The crowds grew thicker around the Colosseum. I’d walked often enough in its vast marble shadow as I ran errands for my mistress, but this was my first time inside and I struggled not to gape. So huge, so many marble arches, so many statues staring arrogantly from their plinths, so many seats. Fifty thousand eager spectators could cram inside, so they said. An arena fit for the gods, begun by the late Emperor Vespasian, finished by his son the late Emperor Titus, opened today in celebration for Titus’s younger brother who had just donned the Imperial purple as Emperor Domitian.
So much marble for a charnel house. I’d have preferred a theatre, but then I would rather hear music than watch men die. I imagined singing for a crowd as large as this one, a real audience, instead of the frogs in the conservatorium when I scrubbed the tiles . . .
“Keep that fan moving, Thea.” Lepida settled into her velvet cushions, waving like an Empress at the crowds who had a small cheer for her father. Men and women usually sat separately to watch the games, but Quintus Pollio as organizer of the games could sit with his daughter if he liked. “Faster than that, Thea. It’s going to be gruesomely hot. Really, why won’t it cool down? It’s supposed to be fall.”
Obediently I waved the fan back and forth. The games would last all day, which meant that I had a good six hours of feather-waving in front of me. Oh, my arms were going to ache.
Trumpets blared brassily. Even my heart skipped a beat at that thrilling fanfare. The new Emperor stepped out into the Imperial box, raising his hand to the crowd, and I stretched on my toes for a look at him. Domitian, third Emperor of the Flavian dynasty: tall, ruddy-cheeked, dazzling the eye in his purple cloak and go
lden circlet.
“Father.” Lepida tugged on her father’s sleeve. “Is the Emperor really a man of secret vices? At the bathhouse yesterday, I heard—”

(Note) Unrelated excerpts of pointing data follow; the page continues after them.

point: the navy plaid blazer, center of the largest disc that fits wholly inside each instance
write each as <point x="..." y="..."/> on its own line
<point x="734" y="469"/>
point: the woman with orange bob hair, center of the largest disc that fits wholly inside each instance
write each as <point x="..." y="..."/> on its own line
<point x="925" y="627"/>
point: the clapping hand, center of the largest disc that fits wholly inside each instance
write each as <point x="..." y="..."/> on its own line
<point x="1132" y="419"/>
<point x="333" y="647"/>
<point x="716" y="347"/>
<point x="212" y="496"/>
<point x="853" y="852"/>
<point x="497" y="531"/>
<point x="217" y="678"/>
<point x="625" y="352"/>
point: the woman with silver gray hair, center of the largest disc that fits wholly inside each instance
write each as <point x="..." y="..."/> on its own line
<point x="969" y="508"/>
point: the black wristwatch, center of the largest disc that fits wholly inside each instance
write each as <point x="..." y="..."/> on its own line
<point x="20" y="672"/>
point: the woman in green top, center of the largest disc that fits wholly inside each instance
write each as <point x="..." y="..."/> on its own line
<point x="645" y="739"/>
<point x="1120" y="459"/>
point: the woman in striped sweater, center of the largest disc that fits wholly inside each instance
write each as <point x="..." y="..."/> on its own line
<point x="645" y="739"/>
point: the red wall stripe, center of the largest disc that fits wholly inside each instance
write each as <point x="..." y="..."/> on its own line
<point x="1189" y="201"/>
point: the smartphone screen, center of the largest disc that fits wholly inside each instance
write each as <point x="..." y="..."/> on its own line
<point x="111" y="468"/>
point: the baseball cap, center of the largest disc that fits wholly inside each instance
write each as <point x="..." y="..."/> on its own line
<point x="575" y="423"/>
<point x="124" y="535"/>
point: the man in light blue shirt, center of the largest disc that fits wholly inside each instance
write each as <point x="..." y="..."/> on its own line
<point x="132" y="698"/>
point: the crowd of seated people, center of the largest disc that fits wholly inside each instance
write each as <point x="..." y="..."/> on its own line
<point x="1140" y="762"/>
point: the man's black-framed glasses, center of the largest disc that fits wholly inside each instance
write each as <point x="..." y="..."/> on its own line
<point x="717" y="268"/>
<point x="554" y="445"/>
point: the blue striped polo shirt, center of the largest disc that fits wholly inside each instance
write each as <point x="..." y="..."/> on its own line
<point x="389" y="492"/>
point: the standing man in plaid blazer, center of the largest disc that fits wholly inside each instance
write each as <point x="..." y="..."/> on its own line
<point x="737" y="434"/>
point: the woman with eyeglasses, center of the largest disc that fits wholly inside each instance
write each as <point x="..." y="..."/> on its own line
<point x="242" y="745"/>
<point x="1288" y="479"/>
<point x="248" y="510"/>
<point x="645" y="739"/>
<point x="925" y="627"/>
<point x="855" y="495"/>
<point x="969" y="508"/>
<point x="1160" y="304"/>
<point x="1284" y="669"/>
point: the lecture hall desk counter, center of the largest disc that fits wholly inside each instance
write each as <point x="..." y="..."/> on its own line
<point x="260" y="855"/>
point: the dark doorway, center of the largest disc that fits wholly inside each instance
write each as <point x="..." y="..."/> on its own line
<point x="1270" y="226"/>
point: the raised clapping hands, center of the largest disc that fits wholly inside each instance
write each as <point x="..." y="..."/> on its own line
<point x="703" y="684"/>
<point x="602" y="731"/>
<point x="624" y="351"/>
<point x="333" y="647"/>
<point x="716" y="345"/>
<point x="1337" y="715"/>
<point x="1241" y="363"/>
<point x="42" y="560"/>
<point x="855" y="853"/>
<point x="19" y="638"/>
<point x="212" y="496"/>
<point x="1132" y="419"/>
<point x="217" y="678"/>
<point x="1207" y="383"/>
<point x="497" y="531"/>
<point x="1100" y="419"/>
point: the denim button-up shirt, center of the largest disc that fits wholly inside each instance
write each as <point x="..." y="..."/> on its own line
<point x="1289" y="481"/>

I could have told her that all Emperors were rumored to be men of secret vices. Emperor Tiberius and his little slave boys, Emperor Caligula who slept with his sisters, Emperor Titus and his mistresses—what was the point of having an Emperor if you couldn’t cook up spicy rumors about him?
Domitian’s Empress, now, was less gossipworthy. Tall, statuesque, lovely as she stepped forward beside her Imperial husband to wave at the roaring crowds—but disappointed reports had it that the Empress was an impeccable wife. Still, her green silk stola and emeralds caused a certain buzz of feminine admiration. Green, no doubt, would become the color of the season.
“Father.” Lepida tugged at her father’s arm again. “You know I’m always so admired in green. An emerald necklace like the Empress’s—”
Various other Imperial cousins filed after the Emperor—there was a niece, Emperor Titus’s younger daughter Lady Julia, who had supposedly petitioned to join the Vestal Virgins but had been refused. Otherwise, a dull lot. I was disappointed. My first sight of the Imperial family, and they looked like any other clutch of languid patricians.